The new study, which followed more than 10,000 participants between 2009 and 2015, revealed that bipolar disorder is much more common among African American women than white women, even though they make up a much smaller percentage of the population.
This finding is likely due to the higher prevalence of bipolar disorder among African Americans and to the fact that African American individuals are less likely to seek medical care for their mental illness and often do not seek treatment from mental health providers.
Binder also discovered that African Americans are twice as likely as white women to be labeled bipolar disorder and schizophrenic, and that bipolar disorders are more prevalent in black communities than in white communities.
“We know that African-American men and women with bipolar disorders experience more depression and more anxiety than white men and white women with depressive disorders, and these findings suggest that a greater proportion of these people experience mental illness than their white counterparts,” Binder said.
“This means that they are more vulnerable to stigma and discrimination.”
Despite the prevalence of mental illnesses among African-Americans, the stigma associated with them is often overlooked, and often ignored, said Binder.
People who suffer from bipolar disorder have a higher rate of depression, substance abuse, anxiety and post-traumatic stress disorder.
They are also more likely at one point or another to experience mental health distress.
In addition, African- Americans are more than twice as common as white people as the prevalence rate of mental disorders in their community.

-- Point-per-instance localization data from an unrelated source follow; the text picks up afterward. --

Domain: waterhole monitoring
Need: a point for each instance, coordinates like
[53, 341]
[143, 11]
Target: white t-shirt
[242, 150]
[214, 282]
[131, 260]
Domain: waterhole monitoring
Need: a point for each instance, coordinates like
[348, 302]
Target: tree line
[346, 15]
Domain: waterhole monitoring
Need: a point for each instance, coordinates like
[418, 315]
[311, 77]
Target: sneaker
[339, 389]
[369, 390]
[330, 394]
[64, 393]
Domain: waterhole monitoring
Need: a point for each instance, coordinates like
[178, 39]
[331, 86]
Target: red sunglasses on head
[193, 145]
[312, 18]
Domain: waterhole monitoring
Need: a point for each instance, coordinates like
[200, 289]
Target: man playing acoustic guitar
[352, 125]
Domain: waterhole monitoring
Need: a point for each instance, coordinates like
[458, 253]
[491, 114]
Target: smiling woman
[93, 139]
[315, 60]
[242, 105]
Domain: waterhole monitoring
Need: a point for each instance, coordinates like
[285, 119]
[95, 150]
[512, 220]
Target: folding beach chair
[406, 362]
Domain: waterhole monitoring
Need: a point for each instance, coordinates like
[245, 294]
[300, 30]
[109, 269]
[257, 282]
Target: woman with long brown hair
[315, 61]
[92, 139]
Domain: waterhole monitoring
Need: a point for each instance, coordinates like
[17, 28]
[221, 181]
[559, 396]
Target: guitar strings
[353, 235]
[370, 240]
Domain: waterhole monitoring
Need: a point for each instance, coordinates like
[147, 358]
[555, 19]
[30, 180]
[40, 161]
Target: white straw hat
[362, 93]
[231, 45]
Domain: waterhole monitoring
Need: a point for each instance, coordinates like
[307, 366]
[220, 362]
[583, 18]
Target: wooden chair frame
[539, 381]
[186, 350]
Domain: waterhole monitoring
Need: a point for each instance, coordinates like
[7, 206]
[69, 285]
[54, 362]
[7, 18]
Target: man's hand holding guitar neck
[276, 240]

For African- American women, the researchers found that more than 60 percent of them experienced some form of mental distress or impairment at some point during the study period.
African- americans who suffer bipolar disorder are also much more than three times as likely to have depressive disorder and nearly four times as often to have bipolar disorder.
The prevalence of depression and bipolar disorders in African-americans is even higher, at about 30 percent and 32 percent respectively.
Other findings in the study were that black women are at higher risk of bipolar disease than their Caucasian peers, and black women in the U.S. are more at risk than their Asian counterparts for schizophrenia.
Researchers found that black men are much more often diagnosed with depression and anxiety than their Hispanic or Latino counterparts, and also that African African Americans suffer from higher rates of depression than other populations.
Overall, the findings support research that has linked mental health diagnoses to social stigmatization, which has a negative impact on people’s health.
“The research suggests that stigmatization is a contributing factor in the development of mental ill health,” Binders said.
This is not the first time that a study has shown that African–American people are more frequently diagnosed with depressive and bipolar conditions.
In the 1970s, the Harvard Medical School found that African immigrants to the U of A reported having more depression than their non-immigrant white counterparts.
This study suggests that mental health stigma is a much more significant determinant of mental wellness among African–Americans than any other ethnic group, Binder added.
With so many disparities in mental health, including among African immigrants, researchers are eager to discover what is driving these disparities, and how this can be improved.
“We need to continue to educate people, we need to raise awareness of mental healthcare and mental health disparities and we need more research on how we can change this, to prevent and treat mental health disorders,” Bind said.